Choosing Your Data Source: A Guide

Ideas and requirements for your DS105A final project

Everything you need to know about data sources for your final project
Author
Published

05 December 2024

🚨 IMPORTANT REMINDERS – Do not ignore this text

Before exploring data sources, make sure you understand these key requirements:

  1. Simple bulk downloads won’t work as your main data source. For example, none of the following are allowed:

    • Downloading a very simple CSV from a website
    • Using a pre-made dataset from Kaggle

    However, these datasets can be used as supplementary data to enrich your analysis.

  2. Stick to the requests library - 'pre-made' API wrappers like spotipy for Spotify or praw for Reddit are not allowed.

  3. Document your decisions in the notebooks.

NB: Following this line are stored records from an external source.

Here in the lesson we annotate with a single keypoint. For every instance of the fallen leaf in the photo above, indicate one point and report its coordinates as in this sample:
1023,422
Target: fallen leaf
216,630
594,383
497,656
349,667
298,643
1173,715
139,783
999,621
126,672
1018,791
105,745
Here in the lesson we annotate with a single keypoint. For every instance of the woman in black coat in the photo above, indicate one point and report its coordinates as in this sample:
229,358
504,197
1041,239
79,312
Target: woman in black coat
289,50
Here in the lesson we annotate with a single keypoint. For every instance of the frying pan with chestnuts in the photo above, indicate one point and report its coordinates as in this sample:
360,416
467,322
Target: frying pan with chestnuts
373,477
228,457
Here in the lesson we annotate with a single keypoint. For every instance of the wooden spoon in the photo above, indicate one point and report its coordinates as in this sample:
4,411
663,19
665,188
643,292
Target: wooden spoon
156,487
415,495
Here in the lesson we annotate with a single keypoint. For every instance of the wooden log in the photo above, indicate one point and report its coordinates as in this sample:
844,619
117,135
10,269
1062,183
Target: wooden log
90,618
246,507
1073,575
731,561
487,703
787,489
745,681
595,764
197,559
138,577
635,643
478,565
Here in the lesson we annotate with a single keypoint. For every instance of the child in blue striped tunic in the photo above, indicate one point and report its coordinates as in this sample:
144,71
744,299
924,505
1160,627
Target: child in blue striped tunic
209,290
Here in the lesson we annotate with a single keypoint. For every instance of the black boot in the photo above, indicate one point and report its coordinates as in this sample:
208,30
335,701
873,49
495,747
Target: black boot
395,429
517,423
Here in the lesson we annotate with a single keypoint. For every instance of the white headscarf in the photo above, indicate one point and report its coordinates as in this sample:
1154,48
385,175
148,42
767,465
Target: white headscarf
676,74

  4. Focus on quality of analysis over quantity of data. Only grow in complexity once you have a first full draft of your project.

Core Requirements

Your primary data source must be one of:

  1. Data collected through an API
    • Use the requests library
    • You are responsible for handling authentication and rate limits
  2. Self-collected data with proper documentation
    • Clear collection methodology
    • Explicit consent was obtained
    • Privacy considerations addressed
  3. Complex static datasets
    • Although simple static datasets are not allowed, you ARE allowed to use downloaded datasets if they are complex and require significant reshaping.
    • These include datasets like OpenSanctions or OpenCorporates, World Values Survey, or VDEM, or any other you came across in your research.
    • Should require significant data reshaping
    • Example: Complex JSON structures needing normalization
    • If you go on this route, you need to get express permission from Jon.

πŸ’‘ Note: You’re encouraged to discover and come up with other interesting data sources. If you’re using an API that’s not listed here, you don’t need to get it pre-approved - just go for it!

Getting Started: Data Source Ideas

APIs You Already Know

This is by far the safest bet, as you’re already familiar with these APIs.

Weather & Environment

  • OpenMeteo API
    • Clean documentation
    • Free to use
    • There are many endpoints and angles to this data we haven’t explored in the course!

πŸ’‘ Tip: While you’ve used OpenMeteo in your W06 summative, there are many endpoints and analytical angles we haven’t touched in the course

Music & Entertainment

  • Spotify API
    • You’re well familiar with this one from the summative
    • Great for more complex ideas like analyzing music features across genres or tracking popularity trends
    • Authentication setup already familiar to you

πŸ’¬ Comment: If you are not tired of using this API, this is definitely a safe bet. But what will you come up with to add more complexity?

Social Media & Text

  • Reddit API
    • We’ve covered the basics of connecting to it
    • There’s a wealth of information beyond what we explored
    • Perfect if you want to do analysis on text data (not covered in the course, though)

Any other API!

(This is likely to be the most popular choice for projects)

You can search online for APIs that interest you. Here are just some initial ideas:

Transport for London (TfL)

  • Real-time journey data
  • ⚠️ Documentation can be tricky
  • Active developer forum if you need help

Google APIs

There are multiple interesting endpoints:

  • Maps (location analysis)
  • Trends (search patterns)
  • Books Ngram (text analysis)
  • All require API key registration and they might charge a fee if you go beyond certain rate limits. We ARE NOT responsible for any charges you might incur.

Self-Collected Data Approaches

Only choose this approach once you have figured out a way to get the data out of your device/accounts and into a format you can work with (e.g., CSV, JSON, TXT). The data does need to be super structured - you can’t just dump a bunch of text files in a folder – but you will need to have a clear plan for how you will structure it.

Some ideas:

Personal Analytics

  • Health and fitness tracking
  • App usage patterns
  • Digital behavior logs

⚠️ CONSENT REQUIREMENTS

When collecting personal data from team members (or anyone else), you must follow these guidelines:

  1. Each person must explicitly agree to share their data (write a T&Cs if you are using an automated API)
  2. Document this consent in your repository
  3. Include your data anonymization strategy
  4. Clearly state what data is being collected and how it will be used
  5. Address any privacy concerns in your documentation

Your repository must include a clear statement about how consent was obtained from each team member.

Survey-Based Research

πŸ’‘ Perfect Match: If you’re in your third year or taking another course that requires conducting a survey, this could be an excellent opportunity to combine efforts - just ensure it works for your whole group and matches DS105A’s data manipulation requirements.

Keep in mind:

  • You’ll need substantial responses (think hundreds, not dozens)
  • Consider combining with other data sources
  • Your analysis methods should match your expertise level
  • Note: If you’re using statistical methods, you need to be confident in explaining and justifying their use.